I came from a long line of throw-away-ers, not collectors. My Scottish Grandmother Boster on my mother’s side was a practical pioneering woman who actually sewed the muslin covering to stretch over the ribs of a covered wagon before she and my grandfather lit out across the prairie from Missouri to homestead in Wyoming. There was no place for a “collection” hobby in a covered wagon or in the sod house they lived in once they got there. When I was a child I do remember her collecting string, which she wound into a great ball for tying bundles wrapped in paper or feed sack cloth. She also used the heavy cotton string to replace broken shoestrings, to attach to the kites she cut for us out of butcher paper, and to tie the trunk of the car down when it was full of suitcases or furniture. She taught me to play cat’s cradle with it and to use it to make a big circle on the sidewalk or wood floor for playing marbles.
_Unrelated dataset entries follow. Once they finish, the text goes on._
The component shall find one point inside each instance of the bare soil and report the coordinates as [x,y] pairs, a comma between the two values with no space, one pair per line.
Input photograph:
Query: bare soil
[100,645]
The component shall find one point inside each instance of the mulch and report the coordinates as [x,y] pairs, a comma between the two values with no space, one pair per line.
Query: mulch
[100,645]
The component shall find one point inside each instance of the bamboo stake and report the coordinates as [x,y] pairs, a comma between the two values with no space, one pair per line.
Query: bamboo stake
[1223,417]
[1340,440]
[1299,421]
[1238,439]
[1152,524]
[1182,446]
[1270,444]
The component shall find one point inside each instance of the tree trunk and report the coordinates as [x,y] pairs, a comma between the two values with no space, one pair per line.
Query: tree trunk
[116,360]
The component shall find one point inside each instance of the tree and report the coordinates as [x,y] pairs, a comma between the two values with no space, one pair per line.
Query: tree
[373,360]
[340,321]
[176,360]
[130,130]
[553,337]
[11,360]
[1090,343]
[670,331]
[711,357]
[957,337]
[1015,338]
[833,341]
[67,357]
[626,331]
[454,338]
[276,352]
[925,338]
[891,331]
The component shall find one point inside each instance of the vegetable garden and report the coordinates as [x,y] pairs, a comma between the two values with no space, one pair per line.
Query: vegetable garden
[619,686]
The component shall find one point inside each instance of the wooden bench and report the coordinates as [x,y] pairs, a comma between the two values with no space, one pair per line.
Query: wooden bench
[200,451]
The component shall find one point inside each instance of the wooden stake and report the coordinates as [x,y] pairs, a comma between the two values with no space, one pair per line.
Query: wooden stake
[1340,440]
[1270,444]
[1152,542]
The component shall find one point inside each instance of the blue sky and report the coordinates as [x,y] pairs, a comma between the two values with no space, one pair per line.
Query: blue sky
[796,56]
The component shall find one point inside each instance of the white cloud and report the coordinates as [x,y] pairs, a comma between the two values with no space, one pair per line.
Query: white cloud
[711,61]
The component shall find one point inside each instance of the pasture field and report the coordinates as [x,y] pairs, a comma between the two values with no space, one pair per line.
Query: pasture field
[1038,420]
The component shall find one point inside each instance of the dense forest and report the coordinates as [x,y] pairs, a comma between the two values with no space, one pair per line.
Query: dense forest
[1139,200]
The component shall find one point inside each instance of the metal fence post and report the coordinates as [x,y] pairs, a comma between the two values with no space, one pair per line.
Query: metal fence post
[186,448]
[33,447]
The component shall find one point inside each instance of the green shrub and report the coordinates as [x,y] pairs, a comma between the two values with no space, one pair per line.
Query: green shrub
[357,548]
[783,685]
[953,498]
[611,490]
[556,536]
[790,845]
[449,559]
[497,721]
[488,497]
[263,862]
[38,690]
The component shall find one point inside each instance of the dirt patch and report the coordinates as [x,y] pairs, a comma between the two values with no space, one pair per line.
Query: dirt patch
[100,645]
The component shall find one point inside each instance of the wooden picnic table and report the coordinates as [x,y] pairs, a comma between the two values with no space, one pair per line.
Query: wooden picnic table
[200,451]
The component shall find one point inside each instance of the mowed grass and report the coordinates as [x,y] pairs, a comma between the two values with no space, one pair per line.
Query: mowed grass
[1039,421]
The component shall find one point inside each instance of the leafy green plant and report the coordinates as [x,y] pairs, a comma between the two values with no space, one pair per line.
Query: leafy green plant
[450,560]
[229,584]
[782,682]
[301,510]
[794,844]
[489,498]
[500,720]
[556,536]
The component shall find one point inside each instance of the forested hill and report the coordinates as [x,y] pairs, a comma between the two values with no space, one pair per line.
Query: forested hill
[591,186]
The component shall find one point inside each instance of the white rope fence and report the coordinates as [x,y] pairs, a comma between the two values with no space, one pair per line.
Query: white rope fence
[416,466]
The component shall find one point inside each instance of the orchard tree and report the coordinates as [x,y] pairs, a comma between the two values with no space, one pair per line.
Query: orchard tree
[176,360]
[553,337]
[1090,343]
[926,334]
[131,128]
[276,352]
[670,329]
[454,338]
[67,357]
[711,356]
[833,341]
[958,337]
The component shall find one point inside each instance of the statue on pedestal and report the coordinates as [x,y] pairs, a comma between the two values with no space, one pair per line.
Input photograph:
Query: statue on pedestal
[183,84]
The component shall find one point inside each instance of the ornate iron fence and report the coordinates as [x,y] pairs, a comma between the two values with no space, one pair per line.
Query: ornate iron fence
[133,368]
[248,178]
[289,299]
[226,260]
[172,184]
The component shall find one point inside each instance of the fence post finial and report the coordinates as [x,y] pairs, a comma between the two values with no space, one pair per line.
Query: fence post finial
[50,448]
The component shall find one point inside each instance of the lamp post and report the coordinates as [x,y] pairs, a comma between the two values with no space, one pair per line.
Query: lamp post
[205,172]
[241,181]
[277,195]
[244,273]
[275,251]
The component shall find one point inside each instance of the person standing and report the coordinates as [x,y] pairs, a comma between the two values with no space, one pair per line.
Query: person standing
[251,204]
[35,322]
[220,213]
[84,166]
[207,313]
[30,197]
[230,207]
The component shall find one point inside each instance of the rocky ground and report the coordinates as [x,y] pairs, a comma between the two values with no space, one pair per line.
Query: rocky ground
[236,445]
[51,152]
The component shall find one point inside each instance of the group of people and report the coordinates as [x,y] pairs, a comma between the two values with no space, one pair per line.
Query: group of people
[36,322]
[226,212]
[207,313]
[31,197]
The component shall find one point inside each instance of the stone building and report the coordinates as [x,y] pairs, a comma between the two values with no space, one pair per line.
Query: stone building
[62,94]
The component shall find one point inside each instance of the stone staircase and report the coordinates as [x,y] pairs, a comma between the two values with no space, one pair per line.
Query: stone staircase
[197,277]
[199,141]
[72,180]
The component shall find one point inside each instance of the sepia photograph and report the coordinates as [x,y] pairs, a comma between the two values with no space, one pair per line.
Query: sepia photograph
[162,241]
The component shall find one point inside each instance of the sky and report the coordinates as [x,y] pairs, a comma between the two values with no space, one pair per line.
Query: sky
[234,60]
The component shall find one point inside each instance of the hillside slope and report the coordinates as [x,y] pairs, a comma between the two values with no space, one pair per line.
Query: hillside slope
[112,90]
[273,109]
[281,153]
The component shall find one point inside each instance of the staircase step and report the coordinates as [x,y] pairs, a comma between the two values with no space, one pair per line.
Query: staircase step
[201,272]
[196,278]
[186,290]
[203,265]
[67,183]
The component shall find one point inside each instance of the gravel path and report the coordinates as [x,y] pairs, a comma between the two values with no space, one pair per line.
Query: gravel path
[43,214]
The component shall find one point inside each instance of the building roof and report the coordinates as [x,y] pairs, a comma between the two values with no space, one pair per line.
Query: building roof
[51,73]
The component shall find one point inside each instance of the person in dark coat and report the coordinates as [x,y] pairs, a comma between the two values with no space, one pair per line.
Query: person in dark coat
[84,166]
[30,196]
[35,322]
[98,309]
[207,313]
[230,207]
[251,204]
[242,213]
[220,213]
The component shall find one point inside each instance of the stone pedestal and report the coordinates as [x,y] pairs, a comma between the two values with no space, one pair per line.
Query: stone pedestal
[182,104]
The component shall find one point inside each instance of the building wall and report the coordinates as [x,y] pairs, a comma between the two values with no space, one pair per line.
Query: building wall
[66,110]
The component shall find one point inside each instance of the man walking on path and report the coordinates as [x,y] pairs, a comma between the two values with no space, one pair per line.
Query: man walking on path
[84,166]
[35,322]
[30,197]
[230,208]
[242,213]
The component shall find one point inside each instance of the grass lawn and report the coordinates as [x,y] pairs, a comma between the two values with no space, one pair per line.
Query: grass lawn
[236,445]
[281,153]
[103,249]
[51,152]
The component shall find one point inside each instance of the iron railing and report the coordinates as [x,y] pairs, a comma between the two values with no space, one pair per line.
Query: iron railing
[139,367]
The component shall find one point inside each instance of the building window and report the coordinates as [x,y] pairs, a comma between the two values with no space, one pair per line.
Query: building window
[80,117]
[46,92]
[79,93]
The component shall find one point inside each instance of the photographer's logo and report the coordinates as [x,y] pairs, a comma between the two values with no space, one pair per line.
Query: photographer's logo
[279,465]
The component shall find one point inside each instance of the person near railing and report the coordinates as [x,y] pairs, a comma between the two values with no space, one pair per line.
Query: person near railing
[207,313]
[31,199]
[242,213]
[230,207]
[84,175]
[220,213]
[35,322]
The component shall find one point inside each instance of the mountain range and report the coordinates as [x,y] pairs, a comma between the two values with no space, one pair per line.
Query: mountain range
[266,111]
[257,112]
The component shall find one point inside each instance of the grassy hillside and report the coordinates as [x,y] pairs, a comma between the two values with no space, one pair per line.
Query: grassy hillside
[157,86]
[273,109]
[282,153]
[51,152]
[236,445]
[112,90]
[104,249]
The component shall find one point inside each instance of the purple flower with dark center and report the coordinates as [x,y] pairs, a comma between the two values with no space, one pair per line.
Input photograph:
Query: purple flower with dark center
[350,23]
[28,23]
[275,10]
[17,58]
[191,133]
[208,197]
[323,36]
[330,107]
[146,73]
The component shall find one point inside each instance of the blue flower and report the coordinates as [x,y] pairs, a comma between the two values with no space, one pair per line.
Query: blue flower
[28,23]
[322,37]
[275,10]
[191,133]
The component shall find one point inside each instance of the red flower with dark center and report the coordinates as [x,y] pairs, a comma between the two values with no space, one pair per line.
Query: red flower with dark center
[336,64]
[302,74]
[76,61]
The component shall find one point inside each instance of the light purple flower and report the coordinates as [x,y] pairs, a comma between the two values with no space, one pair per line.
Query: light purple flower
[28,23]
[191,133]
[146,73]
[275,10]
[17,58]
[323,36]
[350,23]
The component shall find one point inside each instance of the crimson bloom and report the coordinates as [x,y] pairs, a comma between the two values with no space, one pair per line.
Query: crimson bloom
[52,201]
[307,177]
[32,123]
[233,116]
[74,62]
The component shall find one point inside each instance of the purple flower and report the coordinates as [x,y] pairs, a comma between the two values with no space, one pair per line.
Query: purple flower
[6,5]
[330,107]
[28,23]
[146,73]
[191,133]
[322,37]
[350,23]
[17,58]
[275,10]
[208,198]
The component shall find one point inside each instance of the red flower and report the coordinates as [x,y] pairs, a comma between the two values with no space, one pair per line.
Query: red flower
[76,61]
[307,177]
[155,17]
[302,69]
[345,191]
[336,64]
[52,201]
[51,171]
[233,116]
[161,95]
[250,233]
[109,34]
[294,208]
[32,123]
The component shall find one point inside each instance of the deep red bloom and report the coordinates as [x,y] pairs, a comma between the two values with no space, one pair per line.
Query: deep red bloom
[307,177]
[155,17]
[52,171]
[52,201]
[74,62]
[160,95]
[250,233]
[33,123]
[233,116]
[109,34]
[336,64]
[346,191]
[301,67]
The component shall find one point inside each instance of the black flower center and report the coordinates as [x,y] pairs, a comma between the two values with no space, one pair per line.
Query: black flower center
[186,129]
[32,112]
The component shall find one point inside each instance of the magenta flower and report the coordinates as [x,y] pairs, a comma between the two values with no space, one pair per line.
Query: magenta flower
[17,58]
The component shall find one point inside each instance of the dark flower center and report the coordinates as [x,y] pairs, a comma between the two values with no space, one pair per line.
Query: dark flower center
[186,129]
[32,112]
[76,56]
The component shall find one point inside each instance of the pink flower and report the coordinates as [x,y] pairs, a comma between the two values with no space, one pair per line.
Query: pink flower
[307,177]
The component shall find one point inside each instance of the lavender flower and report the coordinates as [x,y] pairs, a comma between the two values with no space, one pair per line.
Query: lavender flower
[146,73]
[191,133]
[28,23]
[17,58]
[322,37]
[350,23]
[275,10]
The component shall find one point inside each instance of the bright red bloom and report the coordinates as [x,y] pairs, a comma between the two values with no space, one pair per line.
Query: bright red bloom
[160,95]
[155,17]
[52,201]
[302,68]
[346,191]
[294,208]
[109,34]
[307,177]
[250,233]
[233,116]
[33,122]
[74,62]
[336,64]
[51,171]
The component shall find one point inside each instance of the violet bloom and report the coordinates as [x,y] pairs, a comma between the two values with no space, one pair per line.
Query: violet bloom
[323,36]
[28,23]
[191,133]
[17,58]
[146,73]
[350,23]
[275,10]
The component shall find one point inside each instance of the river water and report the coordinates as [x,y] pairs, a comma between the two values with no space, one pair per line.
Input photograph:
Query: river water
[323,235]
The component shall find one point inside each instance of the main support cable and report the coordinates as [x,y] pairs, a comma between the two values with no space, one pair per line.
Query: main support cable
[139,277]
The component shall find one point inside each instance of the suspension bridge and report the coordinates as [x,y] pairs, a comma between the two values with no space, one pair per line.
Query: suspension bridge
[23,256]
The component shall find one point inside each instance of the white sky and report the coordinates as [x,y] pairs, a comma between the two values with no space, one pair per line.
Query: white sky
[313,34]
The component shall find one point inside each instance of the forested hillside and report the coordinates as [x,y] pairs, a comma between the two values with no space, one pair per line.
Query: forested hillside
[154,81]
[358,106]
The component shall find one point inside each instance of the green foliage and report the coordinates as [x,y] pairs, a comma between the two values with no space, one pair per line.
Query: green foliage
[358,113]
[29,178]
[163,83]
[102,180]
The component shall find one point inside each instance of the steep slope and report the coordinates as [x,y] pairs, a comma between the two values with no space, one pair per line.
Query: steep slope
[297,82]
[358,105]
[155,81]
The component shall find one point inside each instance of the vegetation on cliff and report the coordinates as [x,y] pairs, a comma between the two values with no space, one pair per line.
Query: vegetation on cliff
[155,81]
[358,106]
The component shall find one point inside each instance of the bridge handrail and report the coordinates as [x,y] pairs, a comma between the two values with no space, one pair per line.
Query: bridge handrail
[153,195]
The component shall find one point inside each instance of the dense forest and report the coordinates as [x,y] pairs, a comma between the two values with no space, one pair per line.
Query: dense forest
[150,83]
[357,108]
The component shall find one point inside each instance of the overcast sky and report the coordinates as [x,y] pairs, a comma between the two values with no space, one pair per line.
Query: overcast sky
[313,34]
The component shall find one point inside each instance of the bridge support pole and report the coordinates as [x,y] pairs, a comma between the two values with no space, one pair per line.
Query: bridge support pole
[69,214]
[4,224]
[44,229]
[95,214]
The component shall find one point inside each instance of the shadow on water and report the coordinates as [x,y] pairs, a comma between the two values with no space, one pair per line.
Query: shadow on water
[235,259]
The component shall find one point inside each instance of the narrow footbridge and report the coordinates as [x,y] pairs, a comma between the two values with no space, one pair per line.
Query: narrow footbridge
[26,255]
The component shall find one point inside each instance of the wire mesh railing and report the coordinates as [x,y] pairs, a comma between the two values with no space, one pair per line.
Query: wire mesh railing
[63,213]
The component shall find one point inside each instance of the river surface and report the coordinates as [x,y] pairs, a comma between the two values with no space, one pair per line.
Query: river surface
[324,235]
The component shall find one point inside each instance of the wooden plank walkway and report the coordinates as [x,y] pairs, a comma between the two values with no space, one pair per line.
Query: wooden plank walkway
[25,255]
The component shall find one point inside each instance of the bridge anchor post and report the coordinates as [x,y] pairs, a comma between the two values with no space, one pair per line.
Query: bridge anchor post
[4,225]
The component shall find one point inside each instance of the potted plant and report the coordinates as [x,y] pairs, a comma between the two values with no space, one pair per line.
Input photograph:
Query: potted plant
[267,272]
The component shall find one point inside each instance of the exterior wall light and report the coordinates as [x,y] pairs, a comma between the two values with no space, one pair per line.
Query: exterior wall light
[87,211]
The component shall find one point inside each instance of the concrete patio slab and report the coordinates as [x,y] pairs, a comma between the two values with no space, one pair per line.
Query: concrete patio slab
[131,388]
My mother didn’t collect things either, and gave away anything she didn’t need and some things we did. To this day I wish she had kept the service for twelve of Eva Zeisel Town and Country dishes, which by now would have been worth a fortune. She also used what she had and was not one to “keep it for good.” She used her Nobility quadruple plate silverware, her china, her Miracle Made cookware, and her best linens. She lit candles and used real napkins on regular days, because she didn’t believe there were any regular days. She didn’t save things, including herself. She often said, “If I’m half-way through, I should be half used up—and if I’m not, what in the world am I saving myself for?”
Maybe from them I inherited the deep belief that “we have this moment—today,” and that God’s will for my life is God’s will for this minute. Mother often told me while I was growing up, “Do what you know to do today and do it with everything you’ve got. That’s God’s will for your life.”
If I have collected anything, it is art glass. This may have started when I was in grade school and my Grandmother Sickal, my father’s Irish mother, gave me a set of very thin and delicate lime green sherbet glasses. Since then I have collected some beautiful pieces of art glass, including a piece in sea colors Bill got when we visited the island of Murano in Venice, and two matching pieces (a heavy vase and huge platter) in all my favorite shades of yellow and gold that the gals in our Monday night Bible Study got me for Christmas one year.
But really, what Bill and I have collected together over the years has been people: funny quirky people, faithful friends, broken hearts, innocent children, the seasoned and wise, hopeful college kids, old farmers, dear widows who have survived enough pain to bend a weaker soul to the ground. Our lives have been so enriched by the folks who have crossed our path, sat at our table, ridden on our bus, been in our classes when we taught high school and college, and worked with us over the years. This collection is eternal, for only relationships will survive this life and open like a blossom into the next.